Something has always troubled me.
Despite being a "process guy", in many ways, I hate following the rules.
When my wife and I both worked in healthcare, it used to drive her secretary nuts that I wouldn't park where I was supposed to. I rarely like being the guy who simply "does what he's told" - unless it's my wife who's doing the telling!
But isn't that what creating process discipline is all about? Figuring out the optimal way of doing something and then repeating it forever and ever?
I'd argue that it's not. There is a danger in optimization in that we can get so hung up on "optimizing" that we lose sight of what we're really after. Seth Godin had a recent blog post that speaks to this very issue. In the "non-optimized life" he makes the case that we should all be less focused on optimization and more focused on creation. It's interesting and instructive from an IT perspective.
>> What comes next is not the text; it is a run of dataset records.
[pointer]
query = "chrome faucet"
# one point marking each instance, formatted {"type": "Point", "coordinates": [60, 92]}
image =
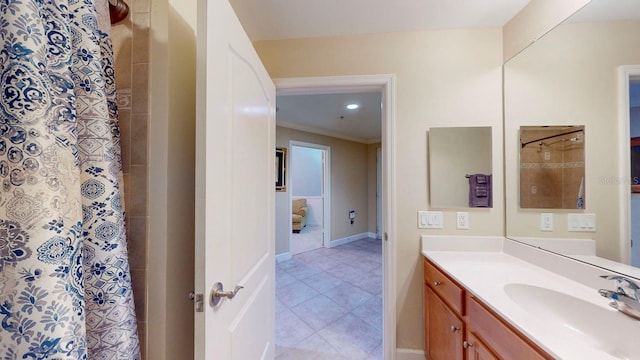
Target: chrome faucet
{"type": "Point", "coordinates": [625, 297]}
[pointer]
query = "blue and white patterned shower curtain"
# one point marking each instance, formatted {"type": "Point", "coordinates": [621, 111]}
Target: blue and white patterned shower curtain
{"type": "Point", "coordinates": [65, 287]}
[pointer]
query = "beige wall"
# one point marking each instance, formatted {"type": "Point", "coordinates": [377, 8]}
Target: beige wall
{"type": "Point", "coordinates": [535, 20]}
{"type": "Point", "coordinates": [570, 78]}
{"type": "Point", "coordinates": [444, 78]}
{"type": "Point", "coordinates": [372, 182]}
{"type": "Point", "coordinates": [349, 186]}
{"type": "Point", "coordinates": [171, 178]}
{"type": "Point", "coordinates": [130, 40]}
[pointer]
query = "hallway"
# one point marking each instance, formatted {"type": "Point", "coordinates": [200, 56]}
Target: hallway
{"type": "Point", "coordinates": [329, 303]}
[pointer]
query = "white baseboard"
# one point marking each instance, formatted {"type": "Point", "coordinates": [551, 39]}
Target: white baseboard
{"type": "Point", "coordinates": [348, 239]}
{"type": "Point", "coordinates": [409, 354]}
{"type": "Point", "coordinates": [283, 257]}
{"type": "Point", "coordinates": [372, 235]}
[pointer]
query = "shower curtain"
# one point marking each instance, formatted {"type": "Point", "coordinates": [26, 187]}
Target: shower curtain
{"type": "Point", "coordinates": [65, 288]}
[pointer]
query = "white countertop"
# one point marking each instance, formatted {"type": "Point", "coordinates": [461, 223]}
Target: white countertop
{"type": "Point", "coordinates": [486, 273]}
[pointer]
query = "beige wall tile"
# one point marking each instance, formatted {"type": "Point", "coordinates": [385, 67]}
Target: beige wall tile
{"type": "Point", "coordinates": [139, 142]}
{"type": "Point", "coordinates": [140, 48]}
{"type": "Point", "coordinates": [137, 242]}
{"type": "Point", "coordinates": [140, 6]}
{"type": "Point", "coordinates": [140, 89]}
{"type": "Point", "coordinates": [124, 120]}
{"type": "Point", "coordinates": [138, 191]}
{"type": "Point", "coordinates": [139, 284]}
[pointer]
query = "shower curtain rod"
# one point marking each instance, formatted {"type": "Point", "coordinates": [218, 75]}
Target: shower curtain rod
{"type": "Point", "coordinates": [118, 11]}
{"type": "Point", "coordinates": [550, 137]}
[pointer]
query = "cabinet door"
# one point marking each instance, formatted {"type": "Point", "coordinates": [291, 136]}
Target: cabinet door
{"type": "Point", "coordinates": [476, 349]}
{"type": "Point", "coordinates": [444, 330]}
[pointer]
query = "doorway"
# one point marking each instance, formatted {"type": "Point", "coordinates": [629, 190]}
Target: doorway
{"type": "Point", "coordinates": [629, 125]}
{"type": "Point", "coordinates": [384, 84]}
{"type": "Point", "coordinates": [634, 134]}
{"type": "Point", "coordinates": [309, 168]}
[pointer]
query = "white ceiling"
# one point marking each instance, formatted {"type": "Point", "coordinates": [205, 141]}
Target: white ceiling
{"type": "Point", "coordinates": [285, 19]}
{"type": "Point", "coordinates": [327, 114]}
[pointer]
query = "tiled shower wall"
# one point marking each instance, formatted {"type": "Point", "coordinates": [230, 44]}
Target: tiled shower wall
{"type": "Point", "coordinates": [131, 50]}
{"type": "Point", "coordinates": [550, 177]}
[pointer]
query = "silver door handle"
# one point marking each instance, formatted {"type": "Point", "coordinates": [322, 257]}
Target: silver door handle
{"type": "Point", "coordinates": [217, 293]}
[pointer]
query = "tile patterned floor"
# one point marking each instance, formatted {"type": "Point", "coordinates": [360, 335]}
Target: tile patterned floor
{"type": "Point", "coordinates": [309, 238]}
{"type": "Point", "coordinates": [329, 303]}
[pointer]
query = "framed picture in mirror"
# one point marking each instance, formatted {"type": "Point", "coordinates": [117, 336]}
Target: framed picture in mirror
{"type": "Point", "coordinates": [281, 161]}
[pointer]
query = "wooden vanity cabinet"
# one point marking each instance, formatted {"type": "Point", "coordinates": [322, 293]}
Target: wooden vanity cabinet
{"type": "Point", "coordinates": [446, 329]}
{"type": "Point", "coordinates": [458, 326]}
{"type": "Point", "coordinates": [475, 349]}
Clearly, as Service Management professionals, one of our key objectives is to identify process inefficiencies and eliminate them. We need to take out the junk that keeps us from doing the job of IT well. The problem is that we sometimes get so hung up on "optimizing" that we forget that our goal is to do the job of IT better. Sometimes that will happen from optimization. But a lot of times it will come from a little bit of controlled chaos that creates a better way of doing something. It also means that we need to be building into our processes the flexibility to let our team members be professionals and use their judgment to create better outcomes.
So we need to be careful that we don't optimize or improve for the sake of improvement and always ask ourselves what we need to do to provide value and do our job better. And if our process is getting in the way of doing just that - then un-optimize it and get it done.
Because not everything should be controlled.
And sometimes you need to break the rules to do the job of IT better.